Games that take place in the present do not have this problem. However, it is amazing how fast games go out of date. When I first wrote "The Marin County New Age Society Cocktail Party" it was meant to be a locked-box murder mystery with the characters cut off and unable to communicate with the outside world. Now imagine ten characters, all California stereotypes, and not one of them has a cell phone. This was plausible when the game was written in 1991, but today? Not a chance!

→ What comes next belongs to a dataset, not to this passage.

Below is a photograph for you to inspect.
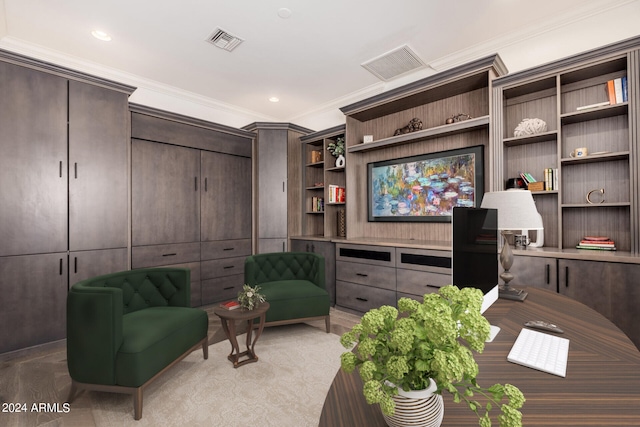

Last year I revised the 12-year old "Uberman's Wake" game for a new run. Some changes were easy to make. Mayor of New York David Dinkins became Rudolf Giuliani. References to President George Bush didn't have to be changed at all. Some temporal effects were more troubling. The characters had gotten old. The extra 12 years made a big difference to characters who had seen action in World War II. A couple who were Vietnam veterans were now raising a 13-year old daughter while pushing 60 themselves. And a Nicaraguan character was no longer the young woman in her twenties described in her character sheet, not if she'd been a teenager when Samoza was in power.